Like his wife, Lipman never tired of finding new subjects and exploring them with the full force of his investigative spirit. This naturally led to collecting, and he amassed a remarkable collection of prints and multiples by artists including Henri Matisse, Henri Toulouse-Lautrec and Pierre Bonnard, in addition to filling his library with some of the finest books and manuscripts. “One of the first artists he admired was Modigliani,” says Gustave. “He would study artists and try to understand what they were thinking and experiencing – he would ask what was going through their minds when they created the work. My father was an investigator, he was curious.”
The artist who intrigued him most was Henri Toulouse-Lautrec, whose lively depictions of fin-de-siècle Paris embodied the extravagance and theatricality of the time. “Lipman was never buying for investment,” says Mary Bartow, Senior Vice President and Head of Sotheby’s Prints department, “he was buying for love of this particular artist.” At one point, Lipman owned every single Toulouse-Lautrec poster that the artist had created. “He was very proud of this,” she says. He also acquired the rare group of prints by Toulouse-Lautrec known as the Elles series, which features 10 different images of women in their everyday lives, and which Bartow describes as “the most important suite of prints made in the 19th century, hands down.”
Lipman had a keen interest in history, particularly American history, born out of his own love of country. He looked to history’s heroes. “My father admired people who had the courage to take unpopular positions,” says Joshua. “He had a love for the founding fathers, and he understood the challenges that came with being a leader.” “He revered the great figures of American history,” says Selby Kiffer, Senior Vice President and International Senior Specialist for Sotheby’s Book and Manuscripts department. “George Washington, Thomas Paine, Thomas Jefferson, Alexander Hamilton and Abraham Lincoln among them – and he sought out books and manuscripts that illuminated their characters as well as their achievements.” In 2013, Lipman sold a portion of his library at Sotheby’s, including eight books from George Washington’s library for more than a million dollars. After that sale, he worked to build an even more impressive library.

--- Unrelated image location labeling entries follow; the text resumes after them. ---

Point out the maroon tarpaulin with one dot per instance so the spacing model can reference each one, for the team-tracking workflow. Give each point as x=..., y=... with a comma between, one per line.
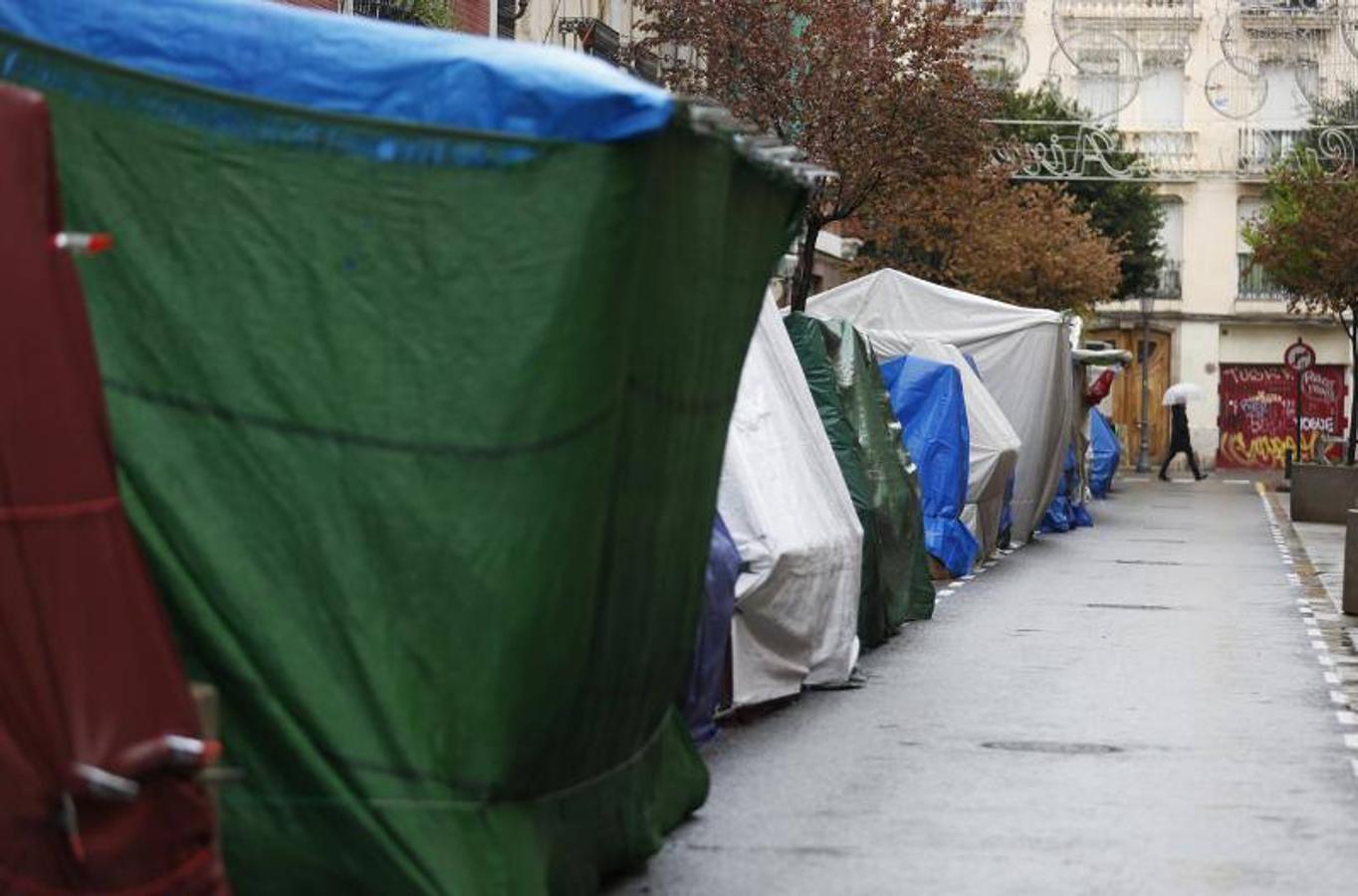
x=90, y=682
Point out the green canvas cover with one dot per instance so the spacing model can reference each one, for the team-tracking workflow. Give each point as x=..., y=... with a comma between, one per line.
x=421, y=435
x=851, y=399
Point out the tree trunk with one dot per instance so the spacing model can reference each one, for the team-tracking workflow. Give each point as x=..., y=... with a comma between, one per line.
x=1353, y=395
x=801, y=280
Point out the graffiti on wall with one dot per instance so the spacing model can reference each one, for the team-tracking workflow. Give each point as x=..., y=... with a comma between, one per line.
x=1257, y=415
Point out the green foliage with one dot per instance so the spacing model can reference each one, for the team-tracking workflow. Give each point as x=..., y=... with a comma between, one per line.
x=432, y=14
x=1126, y=212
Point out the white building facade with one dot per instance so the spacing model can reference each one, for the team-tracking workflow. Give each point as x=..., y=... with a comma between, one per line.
x=1211, y=93
x=1212, y=96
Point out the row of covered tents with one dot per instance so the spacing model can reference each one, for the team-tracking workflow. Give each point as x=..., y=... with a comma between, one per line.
x=894, y=433
x=429, y=510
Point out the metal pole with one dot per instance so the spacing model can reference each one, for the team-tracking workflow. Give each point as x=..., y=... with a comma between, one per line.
x=1295, y=376
x=1144, y=357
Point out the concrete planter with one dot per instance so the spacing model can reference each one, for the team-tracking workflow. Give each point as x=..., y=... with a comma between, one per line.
x=1323, y=495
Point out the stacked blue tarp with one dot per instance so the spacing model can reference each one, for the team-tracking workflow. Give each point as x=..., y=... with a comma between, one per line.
x=709, y=653
x=1067, y=510
x=1104, y=454
x=356, y=67
x=928, y=400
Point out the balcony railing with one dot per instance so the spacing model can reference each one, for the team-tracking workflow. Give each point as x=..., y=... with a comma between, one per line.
x=1127, y=8
x=1287, y=14
x=596, y=38
x=1257, y=149
x=1168, y=149
x=1003, y=8
x=1253, y=284
x=1168, y=281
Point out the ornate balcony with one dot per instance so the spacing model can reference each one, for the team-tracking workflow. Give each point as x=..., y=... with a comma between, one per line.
x=386, y=10
x=1168, y=281
x=1287, y=15
x=1133, y=10
x=1170, y=151
x=1003, y=8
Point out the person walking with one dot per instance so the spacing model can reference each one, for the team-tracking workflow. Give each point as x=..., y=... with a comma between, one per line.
x=1179, y=440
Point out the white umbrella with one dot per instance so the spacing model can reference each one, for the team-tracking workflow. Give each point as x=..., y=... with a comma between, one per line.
x=1182, y=394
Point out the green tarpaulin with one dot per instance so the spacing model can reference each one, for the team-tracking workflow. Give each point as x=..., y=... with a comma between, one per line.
x=853, y=406
x=424, y=455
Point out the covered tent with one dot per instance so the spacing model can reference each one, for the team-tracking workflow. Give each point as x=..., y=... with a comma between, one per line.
x=995, y=445
x=926, y=396
x=432, y=512
x=792, y=519
x=1022, y=355
x=851, y=399
x=90, y=682
x=1104, y=454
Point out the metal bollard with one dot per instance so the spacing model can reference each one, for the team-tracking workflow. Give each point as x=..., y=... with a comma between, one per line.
x=1350, y=600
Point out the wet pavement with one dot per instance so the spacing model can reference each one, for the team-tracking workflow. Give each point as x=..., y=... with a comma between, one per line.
x=1157, y=705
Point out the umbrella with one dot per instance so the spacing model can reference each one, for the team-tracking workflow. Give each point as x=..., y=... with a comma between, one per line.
x=1182, y=394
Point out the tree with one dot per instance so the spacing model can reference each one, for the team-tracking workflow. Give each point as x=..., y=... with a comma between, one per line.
x=1123, y=211
x=1026, y=245
x=1306, y=243
x=877, y=90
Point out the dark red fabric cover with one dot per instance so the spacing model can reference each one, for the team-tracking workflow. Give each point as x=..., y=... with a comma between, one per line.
x=87, y=665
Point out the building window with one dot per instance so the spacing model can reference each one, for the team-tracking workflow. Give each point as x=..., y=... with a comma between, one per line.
x=593, y=37
x=1252, y=284
x=507, y=14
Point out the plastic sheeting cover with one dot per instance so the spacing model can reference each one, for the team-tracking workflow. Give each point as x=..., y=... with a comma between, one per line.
x=709, y=656
x=928, y=399
x=431, y=512
x=995, y=444
x=851, y=399
x=1022, y=355
x=790, y=512
x=353, y=66
x=1104, y=454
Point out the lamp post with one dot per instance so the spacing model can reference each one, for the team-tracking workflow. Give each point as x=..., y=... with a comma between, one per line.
x=1142, y=358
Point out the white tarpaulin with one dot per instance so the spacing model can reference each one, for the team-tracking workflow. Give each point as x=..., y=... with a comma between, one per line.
x=792, y=519
x=995, y=445
x=1022, y=355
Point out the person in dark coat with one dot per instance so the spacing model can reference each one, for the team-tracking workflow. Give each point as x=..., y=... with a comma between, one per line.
x=1179, y=440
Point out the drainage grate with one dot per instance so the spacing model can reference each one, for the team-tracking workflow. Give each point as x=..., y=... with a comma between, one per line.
x=1051, y=747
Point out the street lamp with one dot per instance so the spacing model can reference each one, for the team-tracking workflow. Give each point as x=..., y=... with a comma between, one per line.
x=1144, y=357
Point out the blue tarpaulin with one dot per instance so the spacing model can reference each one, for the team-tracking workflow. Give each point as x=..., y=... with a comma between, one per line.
x=353, y=66
x=928, y=400
x=709, y=654
x=1104, y=454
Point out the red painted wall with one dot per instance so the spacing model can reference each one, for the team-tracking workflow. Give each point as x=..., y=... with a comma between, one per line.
x=470, y=15
x=1257, y=413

Ultimately, however, Lipman “loved when someone would enjoy his collection with him,” says Gustave, and took every opportunity to share his objects with those around him. “He would take people into his rare book room, his own private museum, and show them some of his treasures,” says Joshua. Lipman even filled his offices with art for the enjoyment of all of his employees.
This generosity extended to philanthropy where Lipman gave his time, leadership and resources. At the United Way, a national coalition of charities that focuses on education, health and income, Lipman was the first ethics chair following a scandal, and he worked to help restore confidence in the organization. He also served nearly forty years on the board of the Simon Wiesenthal Center, a Los Angeles-based human rights organisation that fights to combat anti-Semitism and promote tolerance education.
Among Lipman’s more poignant qualities was his fierce belief in truth through independent journalism. In 1995, he endowed The John Chancellor Award for Excellence in Journalism, now at Columbia University, giving $25,000 annually (increased to $50,000 in 2016) to a reporter with courage and integrity. “It is named for John Chancellor because he is my hero,” Lipman said at the time. “He was my hero at age 16 in Little Rock and he is my hero today.” Little did he know that, with his curious, vicarious spirit, Lipman had become something of a hero too.
The Passion of American Collectors: Property of Barbara and Ira Lipman will be sold in a series of auctions this autumn and winter, and throughout 2021.